Now let’s compare EEOICPA to the Radiation Exposure Compensation Act of 1990 (RECA), which provides “payments to individuals who contracted certain cancers and other serious diseases as a result of their exposure to radiation released during above-ground nuclear testing or as a result of their exposure to radiation during employment in underground uranium mines” during the period 1942 to 1971. This act grants fixed compensation benefits in the following amounts: “$50,000 to individuals residing or working ‘downwind’ of the Nevada Test Site; $75,000 for workers participating in above-ground nuclear weapons tests; and $100,000 for uranium miners, uranium millers, and ore transporters.” RECA, which is administered by the Department of Justice, requires no dose reconstruction or other proof of contamination and generally take less than 18 months to process. As a result almost 71% of all claims have been approved.

So why was the government’s approach to these two obviously related groups of claimants completely different? The reason seems obvious: RECA has a much smaller pool of potential claimants and benefits are more limited. As of November 1, 2007, over the course of fifteen years, there have been 27,234 total RECA claims resulting in approximately $1.25 billion in compensation benefits. By contrast, under EEOICPA there have been 14,921 claims at the Oak Ridge Gaseous Diffusion Plant alone, resulting in compensation of just 30% of those claims amounting to $540,332,439. Nationwide, even at an average compensation rate of 25%, EEOICPA will be paying billions of dollars in benefits. Bear in mind also that RECA claims are capped within the 1942-1971 time period, whereas EEOICPA is open-ended so that the pool of claimants is constantly expanding. Clearly the government is trying to limit its liability by making the claims process as cumbersome and difficult as possible. Moreover, as I noted in my October article, the White House Office of Management and Budget, the Department of Health and Human Services, The Department of Labor, and the Department of Energy covertly conspired to limit the expansion of the SEC program.

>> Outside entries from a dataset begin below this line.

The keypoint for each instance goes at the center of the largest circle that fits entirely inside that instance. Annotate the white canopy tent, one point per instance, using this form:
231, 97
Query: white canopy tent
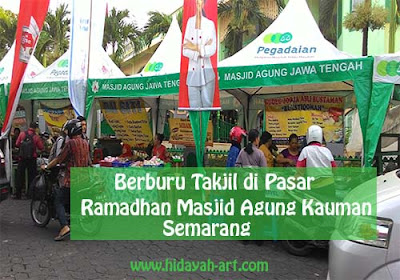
291, 56
287, 40
34, 67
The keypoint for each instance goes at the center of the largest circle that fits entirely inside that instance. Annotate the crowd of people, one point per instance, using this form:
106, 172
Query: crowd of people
71, 149
261, 151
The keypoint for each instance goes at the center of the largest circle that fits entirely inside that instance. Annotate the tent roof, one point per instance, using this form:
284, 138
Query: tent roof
287, 41
34, 67
101, 66
166, 59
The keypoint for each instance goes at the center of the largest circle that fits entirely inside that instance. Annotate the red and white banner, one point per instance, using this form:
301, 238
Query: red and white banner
198, 88
30, 21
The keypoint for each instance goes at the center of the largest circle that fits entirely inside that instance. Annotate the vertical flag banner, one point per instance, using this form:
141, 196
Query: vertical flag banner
79, 54
198, 90
30, 22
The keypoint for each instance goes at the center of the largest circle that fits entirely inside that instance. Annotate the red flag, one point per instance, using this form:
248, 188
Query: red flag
198, 89
30, 21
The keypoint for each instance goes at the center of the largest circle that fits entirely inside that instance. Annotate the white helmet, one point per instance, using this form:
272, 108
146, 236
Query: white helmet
314, 134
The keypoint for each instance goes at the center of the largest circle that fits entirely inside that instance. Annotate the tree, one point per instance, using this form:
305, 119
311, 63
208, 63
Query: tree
54, 39
366, 17
121, 35
245, 18
327, 19
8, 27
157, 24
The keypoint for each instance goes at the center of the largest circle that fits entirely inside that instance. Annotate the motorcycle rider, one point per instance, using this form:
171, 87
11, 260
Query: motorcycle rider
74, 154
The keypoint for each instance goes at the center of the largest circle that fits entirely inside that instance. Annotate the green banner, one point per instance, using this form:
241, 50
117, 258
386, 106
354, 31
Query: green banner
199, 123
223, 204
47, 90
380, 98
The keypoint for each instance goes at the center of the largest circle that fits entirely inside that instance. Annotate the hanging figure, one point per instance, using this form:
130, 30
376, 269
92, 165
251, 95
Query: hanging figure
200, 44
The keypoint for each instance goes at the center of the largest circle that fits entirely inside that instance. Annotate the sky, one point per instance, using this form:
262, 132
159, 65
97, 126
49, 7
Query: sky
137, 8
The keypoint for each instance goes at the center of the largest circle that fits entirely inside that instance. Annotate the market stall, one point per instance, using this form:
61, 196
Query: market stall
33, 69
289, 57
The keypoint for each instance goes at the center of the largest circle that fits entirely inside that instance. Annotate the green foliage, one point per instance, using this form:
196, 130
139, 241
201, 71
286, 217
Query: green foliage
54, 39
8, 27
327, 19
121, 36
157, 25
366, 16
245, 18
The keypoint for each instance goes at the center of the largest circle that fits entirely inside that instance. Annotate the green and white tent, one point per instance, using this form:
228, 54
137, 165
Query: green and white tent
33, 69
52, 82
385, 77
291, 56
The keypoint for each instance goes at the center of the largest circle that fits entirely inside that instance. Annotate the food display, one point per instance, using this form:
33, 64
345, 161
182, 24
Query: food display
153, 162
123, 162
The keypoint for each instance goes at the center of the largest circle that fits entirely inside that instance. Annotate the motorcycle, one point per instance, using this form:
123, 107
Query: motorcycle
305, 247
43, 207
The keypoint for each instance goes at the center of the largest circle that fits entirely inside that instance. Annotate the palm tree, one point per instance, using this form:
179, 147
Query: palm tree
327, 19
53, 41
157, 24
120, 35
8, 27
245, 18
366, 17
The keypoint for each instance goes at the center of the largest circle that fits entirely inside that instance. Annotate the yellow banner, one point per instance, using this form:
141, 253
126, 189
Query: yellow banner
57, 117
128, 119
182, 133
294, 114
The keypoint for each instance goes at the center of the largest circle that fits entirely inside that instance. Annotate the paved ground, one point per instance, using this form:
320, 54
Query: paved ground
27, 251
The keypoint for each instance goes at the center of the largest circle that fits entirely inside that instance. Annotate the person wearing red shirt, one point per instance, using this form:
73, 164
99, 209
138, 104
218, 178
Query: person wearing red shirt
27, 163
160, 150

And the DOL’s Budget Request for benefits under Part B, which inexplicably dropped from $460 million in fiscal year 2006 to $277 million in fiscal year 2007, obviously reflects those efforts.

This issue is a national tragedy: thousands of people, who believed they were contributing to national security, are suffering and, in many cases, dying while the government drags them through a totally unrealistic and unworkable claims process. The real beneficiaries of the Dose Reconstruction program are the DOL, NIOSH, and their contractors, who pad their budgets with the program’s outrageous administrative costs. Congress should do away with Dose Reconstruction all together and extend EEOICPA benefits to all workers who’ve been made ill by the government’s failed policy of “nuclear diplomacy.”